Sabato mattina, ore 9,45.
Preciso. Puntuale. Sento il rumore del bicilindrico. Apro la porta: è arrivato. “Entra un momento Lollo, dobbiamo ancora stabilire il nostro raggio di azione.” Le possibilità di compromesso tra una proficua caccia al manghetto ed un continuo saliscendi di curve e tornanti sono due e farebbero fremere di emozione qualunque motociclista con un briciolo di consapevolezza: Pontassieve, il Muraglione, Forlì. Le quattro fumetterie di Forlì. Oppure la Volterrana, Cecina, la relativa fumetteria, la costa verso Nord ed un paradiso di molteplici possibilità costellate di manga: Livorno, Pisa, Lucca, Pontedera, Empoli e che Dio si preoccupi di stenderci un tappeto rosso. Seconda possibilità: stiamo arrivando.
Raccolgo le cose che probabilmente mi saranno utili. Abbigliamento, un paio di guanti, il giubbino BMW -perché è a tema e perché anche l’occhio vuole la sua parte- e qualche ammennicolo tecnologico che potrebbe sempre servire: cellulo e GPS. Il casco mi viene gentilmente offerta dalla controparte che si occuperà della guida e, dato che ha l’interfono, proprio non me la sento di rifiutare. Della serie: “a noi la NASA ci allaccia le scarpe”. In realtà la procedura per la corretta gestione dell’interfono non è proprio immediata e solo alla terza messa in atto ne sarò divenuto padrone.
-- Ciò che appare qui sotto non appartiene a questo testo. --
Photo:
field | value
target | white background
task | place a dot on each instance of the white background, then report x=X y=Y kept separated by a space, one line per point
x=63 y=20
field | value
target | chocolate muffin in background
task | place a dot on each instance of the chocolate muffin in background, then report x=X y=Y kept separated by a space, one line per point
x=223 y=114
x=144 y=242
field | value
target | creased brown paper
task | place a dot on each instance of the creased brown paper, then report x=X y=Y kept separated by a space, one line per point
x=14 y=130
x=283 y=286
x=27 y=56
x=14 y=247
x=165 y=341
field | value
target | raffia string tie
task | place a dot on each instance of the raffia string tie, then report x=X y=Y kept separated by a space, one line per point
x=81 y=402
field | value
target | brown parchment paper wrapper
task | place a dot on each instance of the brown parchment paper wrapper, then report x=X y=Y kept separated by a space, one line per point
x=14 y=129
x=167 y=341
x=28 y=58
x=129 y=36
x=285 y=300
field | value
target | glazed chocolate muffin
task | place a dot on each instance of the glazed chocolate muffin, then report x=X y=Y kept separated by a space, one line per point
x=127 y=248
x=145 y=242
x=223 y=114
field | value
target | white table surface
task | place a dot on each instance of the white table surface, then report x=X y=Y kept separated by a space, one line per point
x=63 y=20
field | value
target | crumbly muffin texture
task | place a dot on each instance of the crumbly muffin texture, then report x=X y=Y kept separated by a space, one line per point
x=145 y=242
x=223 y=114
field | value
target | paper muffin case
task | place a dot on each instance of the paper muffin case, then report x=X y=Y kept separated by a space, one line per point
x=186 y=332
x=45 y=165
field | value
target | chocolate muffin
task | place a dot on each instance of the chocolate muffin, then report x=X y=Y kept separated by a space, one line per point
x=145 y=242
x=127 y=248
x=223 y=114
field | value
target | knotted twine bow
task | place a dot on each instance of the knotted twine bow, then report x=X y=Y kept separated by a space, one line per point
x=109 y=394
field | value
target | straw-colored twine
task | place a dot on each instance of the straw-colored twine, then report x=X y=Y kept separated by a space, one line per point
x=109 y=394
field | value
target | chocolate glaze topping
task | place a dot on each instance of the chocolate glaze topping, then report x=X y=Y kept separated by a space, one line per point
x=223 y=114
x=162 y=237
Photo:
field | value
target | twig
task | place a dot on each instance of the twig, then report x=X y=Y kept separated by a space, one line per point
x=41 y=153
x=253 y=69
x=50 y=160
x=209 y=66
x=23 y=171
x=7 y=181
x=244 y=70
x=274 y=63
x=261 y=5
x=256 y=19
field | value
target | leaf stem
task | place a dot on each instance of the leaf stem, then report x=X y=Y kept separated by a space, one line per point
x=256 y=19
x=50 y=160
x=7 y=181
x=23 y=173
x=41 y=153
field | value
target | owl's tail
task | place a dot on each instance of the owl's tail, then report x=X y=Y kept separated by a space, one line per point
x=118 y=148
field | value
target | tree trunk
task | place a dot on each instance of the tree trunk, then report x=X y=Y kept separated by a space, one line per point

Vestizione a parte, la procedura prevede i seguenti passaggi: sale in sella il pilota, sale in sella il passeggero. Il passeggero si intasca l’interfono che –possibilmente- si è già preoccupato di connettere al proprio trasmettitore nel casco. Si posiziona. Recupera e connette il cavo del trasmettitore del casco del pilota. Accende l’interfono. Conclude la vestizione infilandosi i guanti che gli impacciavano le mani per le operazioni precedenti. Chiude la visiera. Fine.
Si parte. La moto muove i primi metri. Anche la mia testa è partita, già da qualche secondo infatti nelle mie orecchie echeggiano gli Steppenwolf (“Born to be Wild” ovviamente) mentre i miei occhi visualizzano Peter Fonda e Dennis Hopper, in quello che è uno dei migliori film di sempre: “Easy Rider”. Tutto ciò senza dimenticare le parole di Romano Malaspina: “Goldrake, avanti!”
Attraversiamo Firenze. Tutto bene. Si sta comodi in sella, la moto vibra un po’, soprattutto sulle pedane del passeggero, ma niente di insopportabile. A fine serata il fisico ne accuserà di tutti i colori, tranne che per quello.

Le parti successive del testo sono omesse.